The Company may share personal data with the following categories of service providers:

  • Hosting and infrastructure: UpCloud (EU)
  • Email marketing: MailUp (EU)
  • Analytics: Google Analytics (Google LLC)
  • Payments: Stripe Payments Europe / Stripe Inc.
  • Customer support and feedback: Featurebase.app
  • AI providers: OpenAI, Anthropic (Claude), Google

8. International data transfers

Personal data may be transferred outside the European Economic Area. Where required, such transfers are safeguarded through:

  • Standard Contractual Clauses (SCCs);
  • adequacy decisions, where applicable;
  • appropriate technical and organizational measures.

9. Data retention

Personal data are retained for the duration of the contractual relationship and, upon account termination, for a maximum period of 30 days for backup or recovery purposes, unless longer retention is required by law.

10. Data subject rights

Data subjects may exercise their rights under GDPR (access, rectification, erasure, restriction, portability, objection and withdrawal of consent) by contacting: privacy @ authorevo.com.

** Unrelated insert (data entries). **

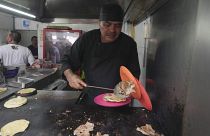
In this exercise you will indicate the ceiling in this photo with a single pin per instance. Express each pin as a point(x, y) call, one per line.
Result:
point(80, 10)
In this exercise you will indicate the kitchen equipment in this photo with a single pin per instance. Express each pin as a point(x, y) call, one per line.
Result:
point(98, 87)
point(10, 71)
point(126, 75)
point(140, 93)
point(100, 101)
point(144, 100)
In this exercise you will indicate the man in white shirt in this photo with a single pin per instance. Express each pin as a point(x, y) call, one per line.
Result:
point(13, 54)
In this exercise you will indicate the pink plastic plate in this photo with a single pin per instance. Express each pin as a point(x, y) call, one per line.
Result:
point(100, 101)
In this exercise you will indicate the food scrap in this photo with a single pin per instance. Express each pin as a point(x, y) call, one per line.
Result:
point(148, 130)
point(84, 130)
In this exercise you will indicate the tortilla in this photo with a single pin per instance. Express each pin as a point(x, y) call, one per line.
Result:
point(84, 130)
point(2, 89)
point(124, 89)
point(26, 92)
point(15, 102)
point(111, 97)
point(14, 127)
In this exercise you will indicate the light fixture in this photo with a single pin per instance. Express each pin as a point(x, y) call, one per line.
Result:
point(17, 11)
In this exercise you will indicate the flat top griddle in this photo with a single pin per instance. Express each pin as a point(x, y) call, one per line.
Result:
point(54, 113)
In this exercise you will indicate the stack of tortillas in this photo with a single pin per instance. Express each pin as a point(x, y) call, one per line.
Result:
point(15, 102)
point(26, 92)
point(14, 127)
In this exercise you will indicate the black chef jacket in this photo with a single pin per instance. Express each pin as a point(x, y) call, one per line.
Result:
point(101, 61)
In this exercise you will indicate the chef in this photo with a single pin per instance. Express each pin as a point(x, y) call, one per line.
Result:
point(101, 52)
point(13, 54)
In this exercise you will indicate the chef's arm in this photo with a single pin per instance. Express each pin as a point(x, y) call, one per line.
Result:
point(74, 80)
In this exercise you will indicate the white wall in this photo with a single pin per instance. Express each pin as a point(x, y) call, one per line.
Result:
point(6, 24)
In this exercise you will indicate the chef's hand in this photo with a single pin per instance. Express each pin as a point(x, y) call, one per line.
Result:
point(74, 80)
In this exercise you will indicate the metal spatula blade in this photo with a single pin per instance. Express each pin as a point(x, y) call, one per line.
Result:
point(98, 87)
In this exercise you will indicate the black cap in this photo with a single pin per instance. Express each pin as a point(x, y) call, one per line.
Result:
point(111, 12)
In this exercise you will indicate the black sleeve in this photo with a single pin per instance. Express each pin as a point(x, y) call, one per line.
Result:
point(73, 56)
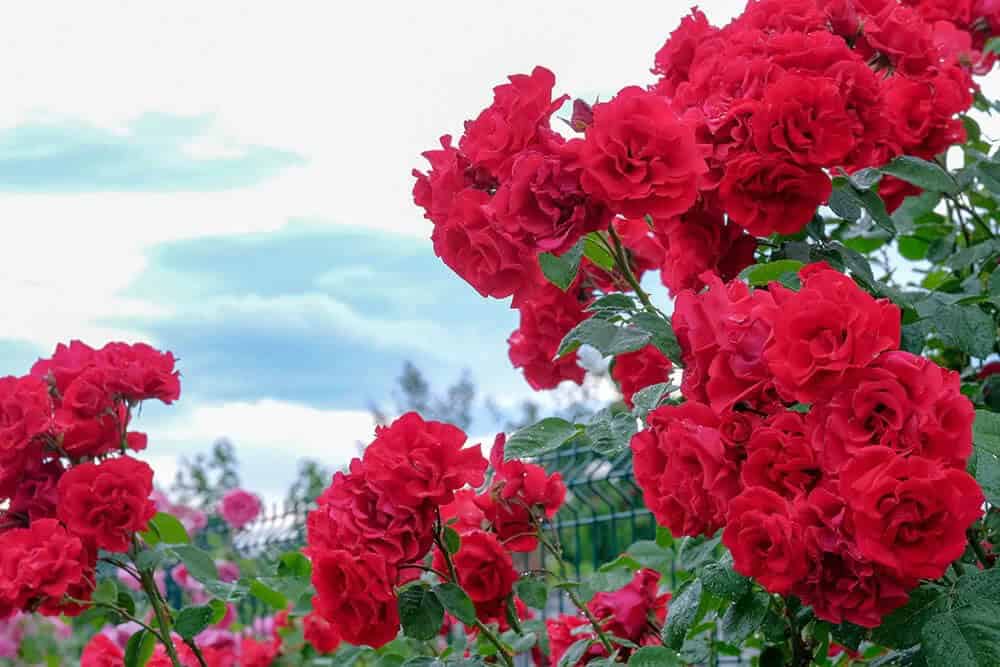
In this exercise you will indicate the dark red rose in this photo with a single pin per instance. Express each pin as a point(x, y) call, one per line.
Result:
point(517, 119)
point(485, 571)
point(805, 119)
point(546, 318)
point(780, 456)
point(639, 158)
point(765, 539)
point(412, 461)
point(354, 594)
point(765, 194)
point(353, 515)
point(825, 330)
point(106, 503)
point(637, 370)
point(902, 401)
point(910, 514)
point(320, 633)
point(542, 206)
point(722, 333)
point(681, 465)
point(478, 252)
point(41, 564)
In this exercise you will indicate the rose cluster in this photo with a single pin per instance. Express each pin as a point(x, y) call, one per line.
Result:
point(834, 462)
point(69, 487)
point(376, 524)
point(738, 138)
point(628, 613)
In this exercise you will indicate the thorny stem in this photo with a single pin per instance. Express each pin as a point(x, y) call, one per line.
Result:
point(503, 650)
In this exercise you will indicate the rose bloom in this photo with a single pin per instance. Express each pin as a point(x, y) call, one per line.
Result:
point(637, 370)
point(824, 330)
point(107, 502)
point(910, 514)
point(351, 514)
point(765, 194)
point(681, 465)
point(354, 593)
point(413, 461)
point(485, 572)
point(639, 158)
point(239, 507)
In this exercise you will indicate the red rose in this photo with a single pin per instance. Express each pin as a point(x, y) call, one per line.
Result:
point(42, 563)
point(107, 502)
point(354, 593)
point(902, 401)
point(824, 330)
point(697, 242)
point(780, 456)
point(680, 464)
point(542, 206)
point(765, 194)
point(639, 158)
point(412, 461)
point(101, 651)
point(805, 119)
point(485, 571)
point(517, 119)
point(910, 514)
point(545, 321)
point(625, 612)
point(478, 252)
point(320, 633)
point(637, 370)
point(723, 333)
point(765, 539)
point(354, 516)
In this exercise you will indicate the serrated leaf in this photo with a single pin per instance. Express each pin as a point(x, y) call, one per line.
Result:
point(605, 337)
point(561, 270)
point(456, 601)
point(420, 612)
point(925, 175)
point(549, 434)
point(681, 615)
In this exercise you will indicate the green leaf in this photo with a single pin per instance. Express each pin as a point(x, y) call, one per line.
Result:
point(595, 251)
point(721, 580)
point(549, 434)
point(683, 610)
point(420, 612)
point(192, 620)
point(609, 433)
point(532, 591)
point(759, 275)
point(106, 592)
point(165, 528)
point(606, 337)
point(561, 270)
point(902, 627)
point(199, 564)
point(661, 333)
point(744, 616)
point(452, 540)
point(967, 328)
point(268, 595)
point(139, 648)
point(964, 637)
point(649, 398)
point(925, 175)
point(986, 431)
point(456, 602)
point(655, 656)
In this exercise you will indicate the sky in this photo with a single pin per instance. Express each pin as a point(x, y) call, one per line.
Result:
point(231, 181)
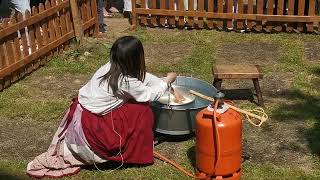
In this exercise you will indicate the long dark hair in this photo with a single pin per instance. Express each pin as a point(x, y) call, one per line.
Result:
point(127, 59)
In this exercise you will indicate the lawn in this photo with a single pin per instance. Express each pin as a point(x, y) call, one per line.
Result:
point(287, 146)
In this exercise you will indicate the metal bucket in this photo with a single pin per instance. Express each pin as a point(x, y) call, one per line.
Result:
point(180, 119)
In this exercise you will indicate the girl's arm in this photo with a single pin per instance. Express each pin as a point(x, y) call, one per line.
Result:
point(149, 90)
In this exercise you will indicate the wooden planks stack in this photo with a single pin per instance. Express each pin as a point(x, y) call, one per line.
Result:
point(248, 15)
point(26, 41)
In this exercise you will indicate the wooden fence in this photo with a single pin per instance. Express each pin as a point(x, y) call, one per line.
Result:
point(248, 15)
point(26, 41)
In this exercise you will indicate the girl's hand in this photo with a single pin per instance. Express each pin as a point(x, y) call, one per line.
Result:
point(171, 77)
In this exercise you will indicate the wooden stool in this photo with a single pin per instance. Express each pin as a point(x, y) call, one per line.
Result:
point(221, 72)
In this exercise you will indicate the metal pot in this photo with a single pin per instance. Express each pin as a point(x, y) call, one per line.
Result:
point(180, 119)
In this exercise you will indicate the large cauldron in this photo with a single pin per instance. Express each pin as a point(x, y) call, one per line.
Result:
point(180, 119)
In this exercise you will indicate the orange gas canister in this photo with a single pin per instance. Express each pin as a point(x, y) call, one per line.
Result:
point(218, 143)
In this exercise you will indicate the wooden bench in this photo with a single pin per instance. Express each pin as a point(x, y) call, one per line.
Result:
point(253, 72)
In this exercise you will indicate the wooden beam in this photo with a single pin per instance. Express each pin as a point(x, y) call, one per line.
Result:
point(77, 23)
point(281, 18)
point(40, 52)
point(32, 20)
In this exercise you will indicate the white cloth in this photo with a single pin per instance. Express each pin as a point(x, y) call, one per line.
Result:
point(99, 98)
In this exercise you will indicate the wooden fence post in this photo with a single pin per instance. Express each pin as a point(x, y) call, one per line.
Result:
point(77, 23)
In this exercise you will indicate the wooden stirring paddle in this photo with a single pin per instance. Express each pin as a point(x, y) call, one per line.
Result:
point(177, 95)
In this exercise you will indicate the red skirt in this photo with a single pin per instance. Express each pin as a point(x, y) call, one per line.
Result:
point(126, 130)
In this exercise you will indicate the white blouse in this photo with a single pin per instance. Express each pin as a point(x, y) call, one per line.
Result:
point(99, 99)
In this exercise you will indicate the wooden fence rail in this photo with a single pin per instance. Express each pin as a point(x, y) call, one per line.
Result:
point(25, 40)
point(248, 15)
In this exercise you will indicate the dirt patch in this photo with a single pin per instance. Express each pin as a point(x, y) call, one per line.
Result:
point(23, 139)
point(248, 53)
point(312, 52)
point(169, 53)
point(57, 86)
point(278, 143)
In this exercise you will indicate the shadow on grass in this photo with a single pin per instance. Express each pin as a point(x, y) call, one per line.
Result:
point(160, 138)
point(239, 94)
point(6, 176)
point(111, 165)
point(304, 108)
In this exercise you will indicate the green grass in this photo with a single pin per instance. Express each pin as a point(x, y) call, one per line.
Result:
point(31, 99)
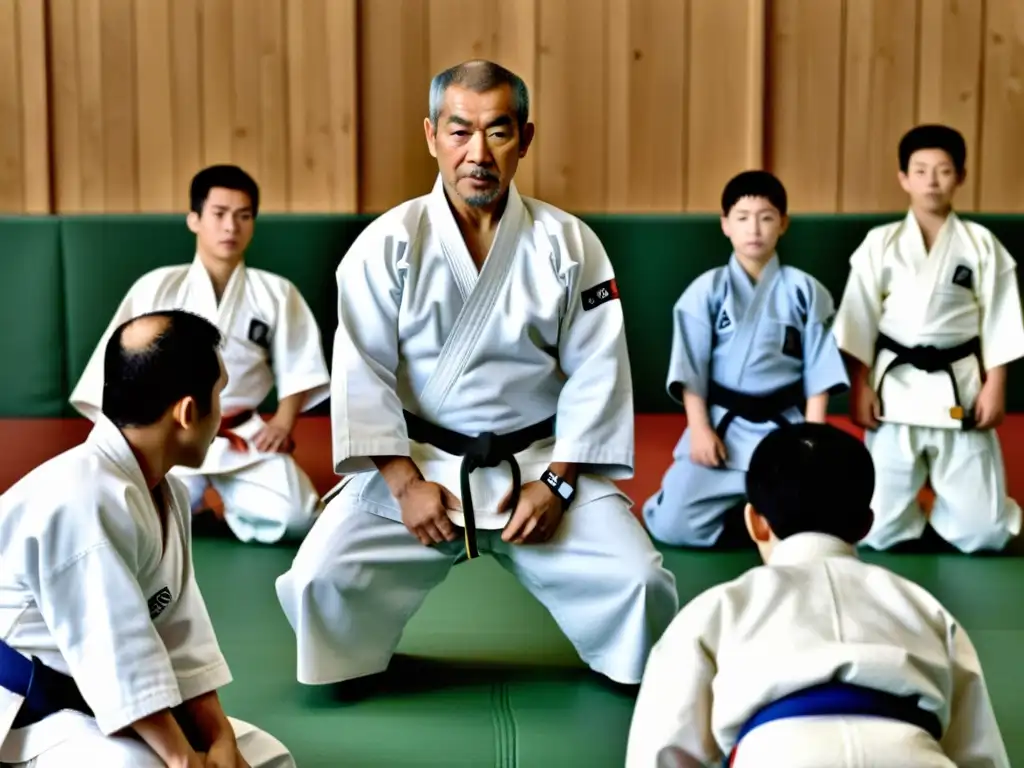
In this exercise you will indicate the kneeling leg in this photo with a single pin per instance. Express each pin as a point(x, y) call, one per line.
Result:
point(355, 582)
point(972, 509)
point(268, 502)
point(603, 582)
point(900, 472)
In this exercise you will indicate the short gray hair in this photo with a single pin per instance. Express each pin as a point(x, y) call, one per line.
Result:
point(479, 76)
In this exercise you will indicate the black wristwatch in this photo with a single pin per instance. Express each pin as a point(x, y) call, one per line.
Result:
point(559, 486)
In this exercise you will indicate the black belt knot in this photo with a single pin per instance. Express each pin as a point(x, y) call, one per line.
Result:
point(758, 409)
point(931, 359)
point(485, 450)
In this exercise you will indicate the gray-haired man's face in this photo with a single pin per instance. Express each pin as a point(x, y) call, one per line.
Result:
point(477, 143)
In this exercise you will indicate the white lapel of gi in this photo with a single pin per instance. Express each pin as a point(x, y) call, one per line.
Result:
point(480, 291)
point(203, 299)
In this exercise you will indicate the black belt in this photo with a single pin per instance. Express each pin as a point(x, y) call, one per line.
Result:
point(44, 689)
point(930, 359)
point(755, 408)
point(486, 450)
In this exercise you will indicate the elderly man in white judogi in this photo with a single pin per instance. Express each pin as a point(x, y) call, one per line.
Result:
point(108, 655)
point(480, 343)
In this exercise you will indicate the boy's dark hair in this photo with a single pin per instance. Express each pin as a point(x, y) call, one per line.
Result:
point(139, 384)
point(226, 177)
point(811, 477)
point(933, 136)
point(755, 184)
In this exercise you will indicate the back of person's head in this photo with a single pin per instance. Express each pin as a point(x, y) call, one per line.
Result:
point(933, 136)
point(812, 477)
point(156, 359)
point(755, 184)
point(224, 177)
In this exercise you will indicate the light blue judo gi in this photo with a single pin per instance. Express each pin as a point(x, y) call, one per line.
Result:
point(731, 335)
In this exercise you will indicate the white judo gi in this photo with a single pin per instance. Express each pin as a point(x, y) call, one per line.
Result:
point(537, 332)
point(270, 340)
point(97, 586)
point(966, 288)
point(754, 338)
point(813, 614)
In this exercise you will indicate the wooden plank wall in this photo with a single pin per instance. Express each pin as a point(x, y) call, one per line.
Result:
point(110, 105)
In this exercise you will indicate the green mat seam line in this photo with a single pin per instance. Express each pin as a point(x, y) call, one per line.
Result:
point(506, 736)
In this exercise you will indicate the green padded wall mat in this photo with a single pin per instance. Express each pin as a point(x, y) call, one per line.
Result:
point(104, 255)
point(59, 318)
point(486, 679)
point(32, 341)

Complaints may be lodged with the Spanish Data Protection Authority (Agencia Española de Protección de Datos – AEPD) or other competent authorities.

11. Children

The Service is intended for professional (B2B) use only and is not directed at minors. The Company does not knowingly process personal data of children.

12. Cookies and similar technologies

The Service uses cookies and similar technologies. Details are provided in the dedicated Cookie Policy and through the cookie consent banner.

13. Changes to this Privacy Policy

We may update this Privacy Policy from time to time. Changes will be published on the website or platform and become effective on the date indicated above.

Appendix A – United Kingdom

For users located in the United Kingdom, processing is carried out in accordance with UK GDPR and the Data Protection Act 2018. International transfers may rely on the UK Addendum to the EU SCCs or other lawful mechanisms.

Appendix B – United States

California (CCPA / CPRA)

  • The Company does not sell personal information.
  • Users may request access, correction or deletion of their personal data.
  • No discrimination for exercising privacy rights.

Privacy requests for U.S. users can be submitted to: privacy @ authorevo.com.